I am working with nbdev for the first time (what an incredible project!) and have run into a dilemma versioning exploratory notebooks. In my project I have found myself creating two categories of notebooks, the nbdev style notebooks that are used to generate the project python package and exploratory notebooks. My exploratory notebooks are something like a lab journal, organized chronologically, where I’m trying to answer a question using the project package as I’m developing it; these notebooks typically have sanity checks or examples that motivate the direction the project is moving and some thoughts in markdown.

The confusion I’m facing is that I’m not sure how to pin these notebooks to a specific tag or version of the project package generated through nbdev. I’m considering my exploratory notebooks to be one-off documents that do not need to be maintained/refactored as the project develops. Say I created a notebook with v0.0.1 of my project. Later, after I release v0.0.2, how would I document or pin my old notebook to v0.0.1 of the code, so that the results can be reproduced later if need be? So far the best idea I’ve had is to add a note at the top of the notebook, but that places the burden on my future-self to read the note and checkout an old version of my project if I ever wanted to re-run this notebook. This feels wonky to me and I suspect there is a widely used organizational pattern out there that I’m unaware of that addresses this issue (I suppose my exploratory notebooks could be considered a blog, but I didn’t see how fastpages tracks/manages notebook requirements).
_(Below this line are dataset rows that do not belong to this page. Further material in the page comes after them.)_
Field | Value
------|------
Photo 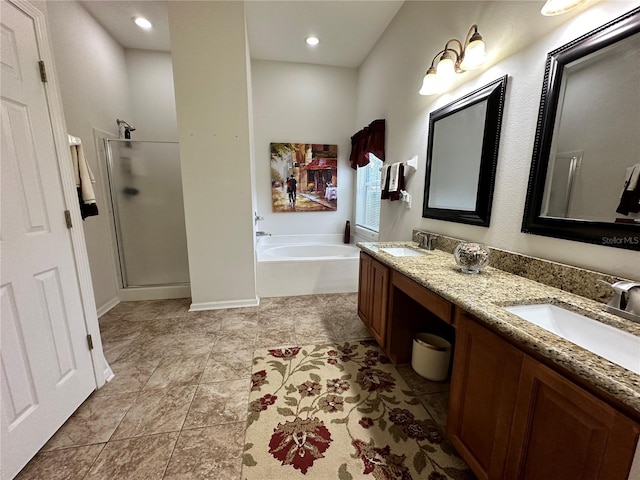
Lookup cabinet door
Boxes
[358,252,373,327]
[447,312,524,479]
[505,357,640,480]
[369,260,389,348]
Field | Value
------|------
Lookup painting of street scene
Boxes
[271,143,338,212]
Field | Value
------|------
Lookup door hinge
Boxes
[38,60,47,83]
[64,210,73,228]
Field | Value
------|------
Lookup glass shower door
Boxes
[106,140,189,288]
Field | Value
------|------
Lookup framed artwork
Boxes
[270,143,338,212]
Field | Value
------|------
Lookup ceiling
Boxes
[81,0,403,67]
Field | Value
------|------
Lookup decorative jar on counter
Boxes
[453,242,489,274]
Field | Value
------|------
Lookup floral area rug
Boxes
[242,341,475,480]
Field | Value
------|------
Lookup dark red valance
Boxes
[349,119,385,169]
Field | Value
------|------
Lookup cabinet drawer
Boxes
[391,270,453,324]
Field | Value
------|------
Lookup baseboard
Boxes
[189,297,260,312]
[118,285,191,302]
[98,297,120,318]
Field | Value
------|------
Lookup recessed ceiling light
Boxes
[132,17,153,30]
[305,36,320,47]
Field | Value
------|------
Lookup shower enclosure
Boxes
[105,139,189,288]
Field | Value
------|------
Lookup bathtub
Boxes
[256,235,360,297]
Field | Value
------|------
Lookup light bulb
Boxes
[304,36,320,47]
[418,67,440,95]
[436,52,456,88]
[460,38,486,70]
[133,17,153,30]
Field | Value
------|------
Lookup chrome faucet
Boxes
[599,280,640,323]
[416,232,436,250]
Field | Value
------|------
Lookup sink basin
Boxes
[505,303,640,374]
[380,247,424,257]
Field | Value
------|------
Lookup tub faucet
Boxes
[416,232,435,250]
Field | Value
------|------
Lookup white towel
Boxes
[71,145,96,203]
[380,165,391,190]
[389,162,401,193]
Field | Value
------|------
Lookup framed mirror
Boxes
[522,8,640,250]
[422,75,507,227]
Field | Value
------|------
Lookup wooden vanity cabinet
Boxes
[358,253,640,480]
[358,252,389,348]
[447,310,524,479]
[504,356,640,480]
[447,311,640,480]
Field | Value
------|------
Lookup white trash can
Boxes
[411,333,451,382]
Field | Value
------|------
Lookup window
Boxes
[356,153,382,234]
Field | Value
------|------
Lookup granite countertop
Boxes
[358,242,640,414]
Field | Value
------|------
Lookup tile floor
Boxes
[17,294,449,480]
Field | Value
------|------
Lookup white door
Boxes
[0,0,96,479]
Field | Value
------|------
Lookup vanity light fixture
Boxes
[131,17,153,30]
[540,0,587,17]
[418,25,485,95]
[304,35,320,47]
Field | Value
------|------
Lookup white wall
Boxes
[251,60,360,235]
[125,49,178,142]
[168,1,257,308]
[357,1,638,278]
[46,2,131,310]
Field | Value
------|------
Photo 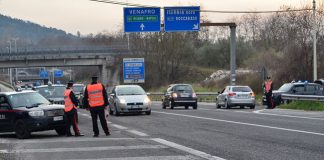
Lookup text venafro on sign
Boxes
[124,8,161,32]
[123,58,145,83]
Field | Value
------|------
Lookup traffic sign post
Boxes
[164,6,200,32]
[39,70,48,78]
[54,70,63,77]
[124,8,161,32]
[123,58,145,83]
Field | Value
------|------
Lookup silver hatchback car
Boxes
[109,85,152,116]
[216,86,255,109]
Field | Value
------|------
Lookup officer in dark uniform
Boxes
[83,75,110,137]
[64,80,84,137]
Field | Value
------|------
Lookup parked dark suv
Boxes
[162,84,197,109]
[262,82,324,105]
[0,91,66,139]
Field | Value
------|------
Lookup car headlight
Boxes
[144,97,151,103]
[119,99,126,104]
[28,111,44,117]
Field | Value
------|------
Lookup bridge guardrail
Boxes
[149,92,218,102]
[281,94,324,102]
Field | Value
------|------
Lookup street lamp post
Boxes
[313,0,317,81]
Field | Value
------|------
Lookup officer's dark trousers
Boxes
[65,109,80,135]
[90,109,109,135]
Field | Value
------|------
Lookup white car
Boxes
[109,85,152,116]
[216,86,255,109]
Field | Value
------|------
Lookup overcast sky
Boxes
[0,0,316,35]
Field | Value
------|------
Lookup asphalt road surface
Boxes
[0,102,324,160]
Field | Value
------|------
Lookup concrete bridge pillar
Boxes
[99,63,108,86]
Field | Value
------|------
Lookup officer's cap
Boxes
[68,80,74,84]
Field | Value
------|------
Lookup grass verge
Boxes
[279,101,324,111]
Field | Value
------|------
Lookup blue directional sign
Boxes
[123,58,145,83]
[164,6,200,32]
[124,8,161,32]
[39,70,48,78]
[54,70,63,77]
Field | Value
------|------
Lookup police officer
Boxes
[64,80,84,137]
[83,75,110,137]
[263,76,274,109]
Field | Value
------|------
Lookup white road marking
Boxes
[127,130,149,137]
[253,109,265,113]
[112,124,128,130]
[153,111,324,136]
[152,138,225,160]
[69,155,198,160]
[0,137,136,144]
[0,145,168,153]
[256,113,324,121]
[200,108,324,121]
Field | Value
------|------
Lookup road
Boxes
[0,102,324,160]
[0,82,13,92]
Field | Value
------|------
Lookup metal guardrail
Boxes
[281,94,324,102]
[150,92,218,102]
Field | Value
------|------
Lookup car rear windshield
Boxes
[8,92,50,108]
[232,87,252,92]
[73,86,84,92]
[116,86,146,96]
[278,83,293,92]
[175,85,192,92]
[35,86,65,98]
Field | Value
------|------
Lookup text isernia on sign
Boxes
[164,6,200,32]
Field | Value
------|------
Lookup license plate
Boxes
[180,93,189,97]
[132,106,139,108]
[53,116,63,121]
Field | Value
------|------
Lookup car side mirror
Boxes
[48,99,54,104]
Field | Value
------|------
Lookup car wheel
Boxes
[162,102,166,109]
[169,101,174,109]
[15,120,30,139]
[192,103,198,109]
[224,100,231,109]
[55,127,66,136]
[114,105,120,116]
[145,110,151,115]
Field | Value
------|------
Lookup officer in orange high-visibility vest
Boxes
[263,76,275,109]
[83,75,110,137]
[64,80,84,137]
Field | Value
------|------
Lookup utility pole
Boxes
[12,38,19,53]
[313,0,317,81]
[7,40,11,54]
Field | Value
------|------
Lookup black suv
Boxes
[262,82,324,105]
[0,91,66,139]
[162,84,197,109]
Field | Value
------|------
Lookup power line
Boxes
[90,0,312,14]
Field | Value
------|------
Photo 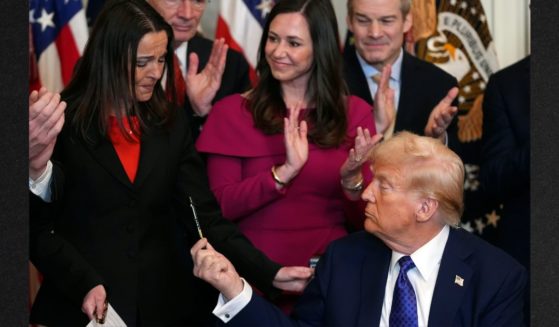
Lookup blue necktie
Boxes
[389,256,417,327]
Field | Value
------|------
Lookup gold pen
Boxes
[188,196,204,239]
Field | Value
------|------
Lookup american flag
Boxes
[29,0,89,92]
[216,0,275,82]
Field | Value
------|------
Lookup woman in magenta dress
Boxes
[196,0,388,311]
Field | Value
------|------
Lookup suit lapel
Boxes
[344,47,373,104]
[357,242,392,326]
[82,118,168,189]
[79,125,132,188]
[429,228,473,326]
[134,124,169,187]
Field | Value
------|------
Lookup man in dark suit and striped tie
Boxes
[191,132,527,327]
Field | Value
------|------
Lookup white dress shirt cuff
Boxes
[212,278,252,323]
[29,160,52,202]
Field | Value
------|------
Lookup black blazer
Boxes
[344,46,459,151]
[185,34,251,140]
[480,56,530,267]
[30,106,280,326]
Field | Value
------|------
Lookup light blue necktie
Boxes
[389,256,417,327]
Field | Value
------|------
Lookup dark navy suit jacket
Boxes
[227,229,526,326]
[480,57,530,267]
[344,46,459,153]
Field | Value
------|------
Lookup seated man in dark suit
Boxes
[191,132,527,327]
[344,0,458,151]
[148,0,250,141]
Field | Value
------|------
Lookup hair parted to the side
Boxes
[371,131,464,226]
[247,0,349,147]
[62,0,174,142]
[347,0,412,17]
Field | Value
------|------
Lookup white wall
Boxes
[202,0,530,68]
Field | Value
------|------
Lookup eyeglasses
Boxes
[163,0,206,11]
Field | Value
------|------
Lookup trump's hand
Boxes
[82,285,107,320]
[190,238,243,300]
[273,267,314,293]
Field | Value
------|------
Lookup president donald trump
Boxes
[191,132,527,327]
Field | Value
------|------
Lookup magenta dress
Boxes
[196,94,375,266]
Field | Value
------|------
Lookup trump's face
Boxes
[361,166,419,244]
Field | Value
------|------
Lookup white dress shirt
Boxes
[29,160,52,202]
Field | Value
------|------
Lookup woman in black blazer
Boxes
[30,0,312,326]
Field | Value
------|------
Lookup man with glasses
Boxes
[147,0,250,139]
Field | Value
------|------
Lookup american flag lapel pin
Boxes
[454,275,464,287]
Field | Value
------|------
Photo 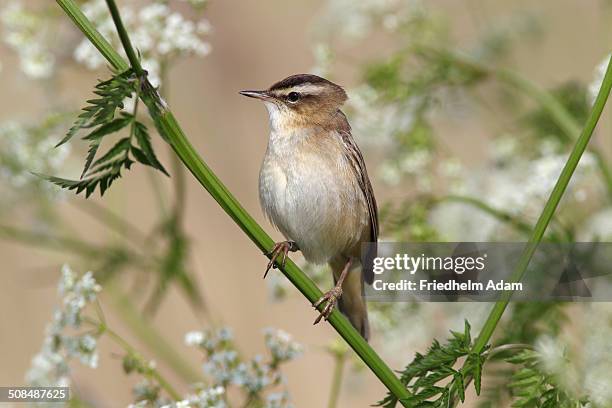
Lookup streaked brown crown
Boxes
[267,74,347,117]
[269,74,334,91]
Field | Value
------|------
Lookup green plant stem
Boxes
[472,58,612,364]
[56,0,410,406]
[327,352,346,408]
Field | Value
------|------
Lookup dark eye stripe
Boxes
[287,92,301,102]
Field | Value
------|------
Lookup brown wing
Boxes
[338,111,379,284]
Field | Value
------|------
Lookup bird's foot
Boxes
[312,285,342,324]
[264,241,299,279]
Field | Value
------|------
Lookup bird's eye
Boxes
[287,92,300,103]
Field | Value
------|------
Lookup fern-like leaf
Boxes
[46,70,168,197]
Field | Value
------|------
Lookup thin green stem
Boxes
[424,46,612,200]
[56,0,410,406]
[106,0,144,75]
[473,58,612,353]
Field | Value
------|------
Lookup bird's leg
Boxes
[312,258,353,324]
[264,241,300,279]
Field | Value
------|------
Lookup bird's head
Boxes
[240,74,347,130]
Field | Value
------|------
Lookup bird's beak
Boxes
[238,91,272,100]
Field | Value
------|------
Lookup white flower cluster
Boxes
[0,121,70,188]
[589,54,612,103]
[26,265,101,387]
[264,327,304,362]
[185,328,303,408]
[74,0,211,85]
[430,152,595,241]
[320,0,419,39]
[1,1,55,79]
[347,85,416,146]
[169,386,227,408]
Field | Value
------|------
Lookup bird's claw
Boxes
[312,286,342,324]
[264,241,297,279]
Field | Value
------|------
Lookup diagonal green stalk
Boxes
[56,0,410,406]
[417,46,612,200]
[473,57,612,354]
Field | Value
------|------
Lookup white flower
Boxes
[185,331,204,346]
[589,54,612,103]
[1,1,55,79]
[74,0,211,86]
[264,328,304,361]
[0,121,70,194]
[26,265,101,386]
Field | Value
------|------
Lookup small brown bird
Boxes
[240,74,378,340]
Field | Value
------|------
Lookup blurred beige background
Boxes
[0,0,612,407]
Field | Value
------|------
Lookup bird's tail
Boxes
[330,261,370,341]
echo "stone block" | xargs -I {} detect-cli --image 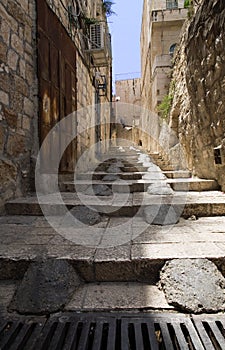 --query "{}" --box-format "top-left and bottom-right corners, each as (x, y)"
(1, 20), (10, 46)
(11, 90), (24, 113)
(24, 97), (34, 117)
(10, 259), (81, 314)
(6, 134), (28, 157)
(3, 108), (18, 129)
(160, 259), (225, 313)
(0, 160), (17, 186)
(14, 76), (29, 96)
(0, 72), (12, 92)
(0, 124), (6, 153)
(144, 204), (182, 226)
(7, 50), (19, 71)
(0, 91), (9, 106)
(7, 0), (27, 24)
(0, 41), (8, 63)
(11, 34), (24, 56)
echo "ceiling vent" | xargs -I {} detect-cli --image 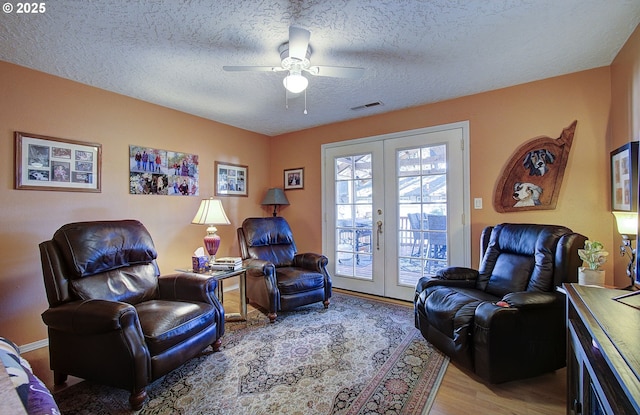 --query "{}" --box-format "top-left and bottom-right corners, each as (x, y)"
(351, 101), (383, 111)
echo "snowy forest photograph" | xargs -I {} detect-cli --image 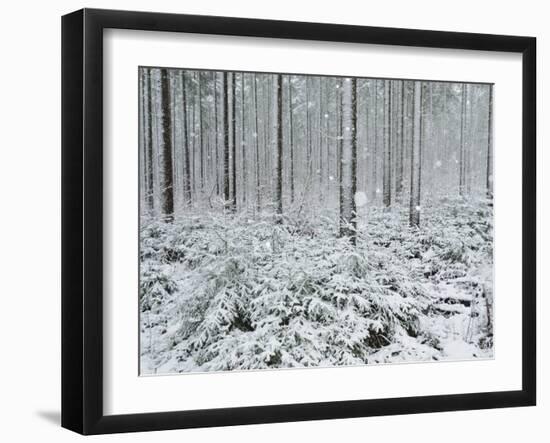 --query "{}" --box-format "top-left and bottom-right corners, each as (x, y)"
(138, 67), (494, 375)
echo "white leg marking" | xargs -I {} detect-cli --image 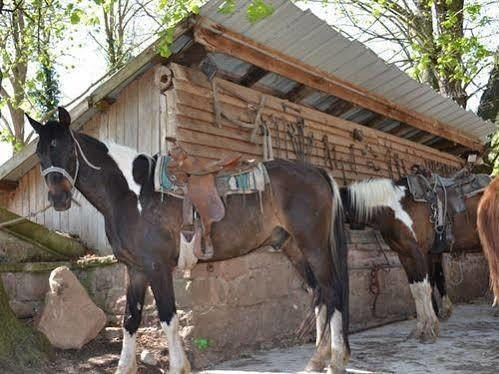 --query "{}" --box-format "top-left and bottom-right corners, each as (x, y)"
(116, 329), (137, 374)
(440, 295), (454, 319)
(409, 276), (440, 338)
(315, 304), (326, 347)
(348, 178), (417, 240)
(161, 314), (191, 374)
(328, 309), (349, 372)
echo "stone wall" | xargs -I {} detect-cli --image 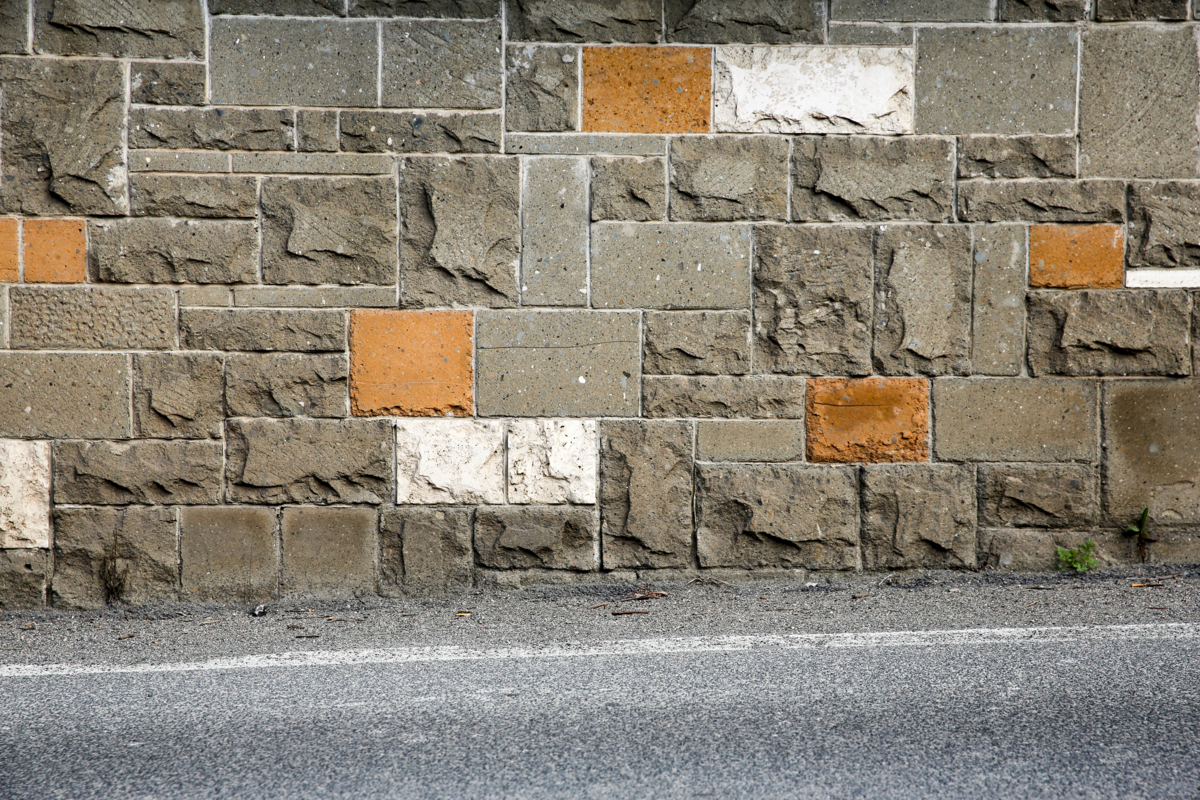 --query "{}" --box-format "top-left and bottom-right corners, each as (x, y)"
(0, 0), (1200, 607)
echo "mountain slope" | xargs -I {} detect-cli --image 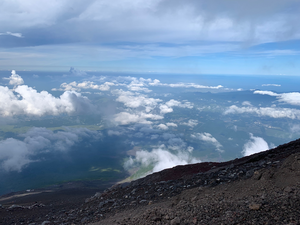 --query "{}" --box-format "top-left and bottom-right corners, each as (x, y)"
(0, 139), (300, 224)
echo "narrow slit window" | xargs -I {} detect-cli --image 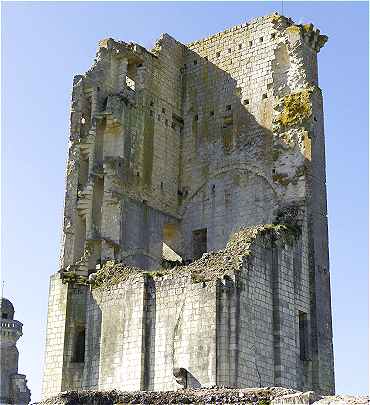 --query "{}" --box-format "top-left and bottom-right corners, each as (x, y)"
(299, 311), (308, 361)
(72, 329), (85, 363)
(193, 228), (207, 260)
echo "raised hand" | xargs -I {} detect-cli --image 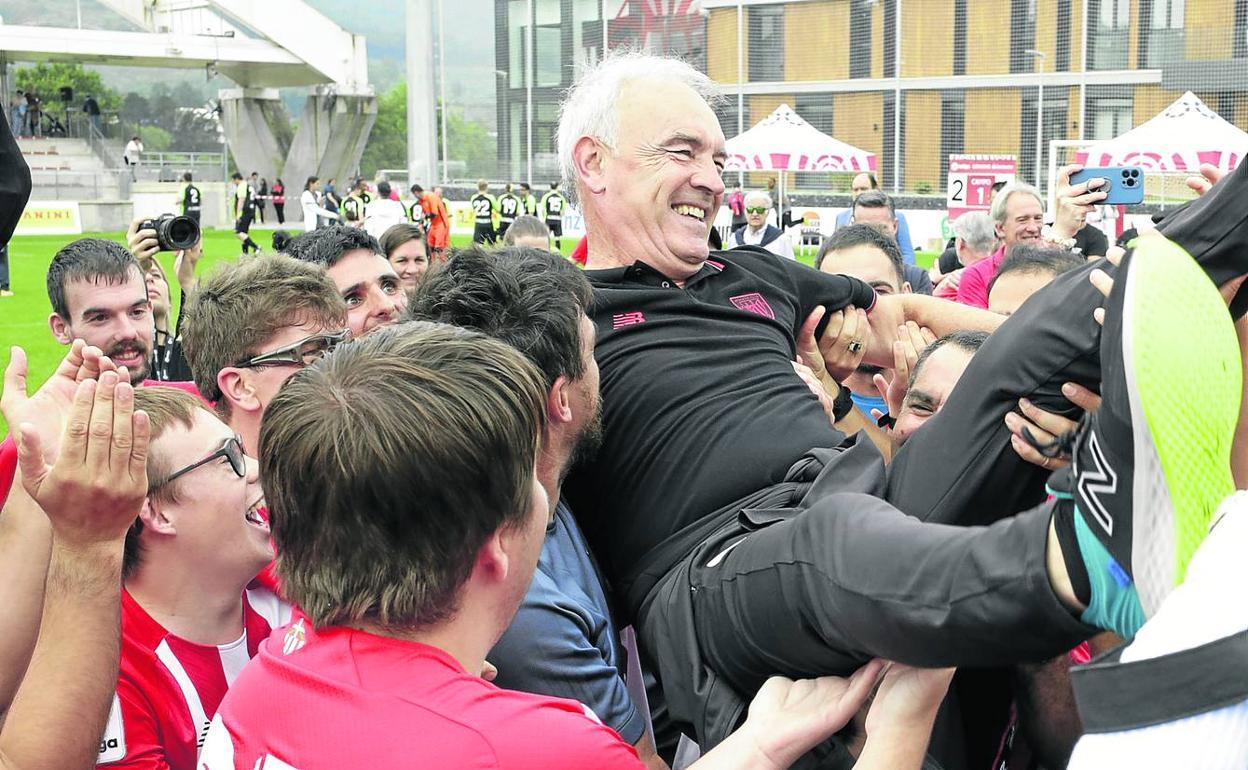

I’d like to keep these exploratory notebooks in the repository as a record of my thinking during the development of my project. I suppose I could refactor each notebook to make sure they each run with the latest version of the project package, but I feel like this would undermine the intent of the notebooks, which I’m creating to journal my thinking regarding the direction of the project at a specific moment in time and state of code.

I’m looking for advice or links to examples of projects that set good examples for this type of notebook organization. Please let me know if I my aims are not clearly communicated above. Thank you in advance for any help and guidance!

bitfrosting · October 22, 2020, 5:03am

After posting this, I had another thought that maybe my exploratory notebooks should be refactored on principle. There is the fastbook after all, which has more far more content than I imagine my project will ever have.

hamelsmu · October 22, 2020, 5:38am

If you are using GitHub you can use releases. This is what all fastai projects use. Look into the fastrelease repo for an example.

If you don’t need a pypi package and just want to version your own code you can still use releases, this is essentially what the feature is for: https://docs.github.com/en/free-pro-team@latest/github/administering-a-repository/managing-releases-in-a-repository

bitfrosting · October 22, 2020, 6:09pm

Hi Hamel, thank you for your advice and the lead on fastrelease. I’ve dug into the fastrelease repo and believe I now understand how to use releases for my notebooks. Here is the pattern I plan to follow:

Create a release for my project with fastrelease. Within my project will be a settings.ini file that tracks the project version.
Create an exploratory notebook and commit it to my project repo.
Continue development and put forth more releases.
If/When I want to reproduce the results of an exploratory notebook, I can lookup the latest commit where this notebook was updated. I can then reference the settings.ini file in this commit to find the version of the project I’ll need to use to rerun the notebook.

Please let me know if my understanding does not reflect the advice you shared. Thanks for your help!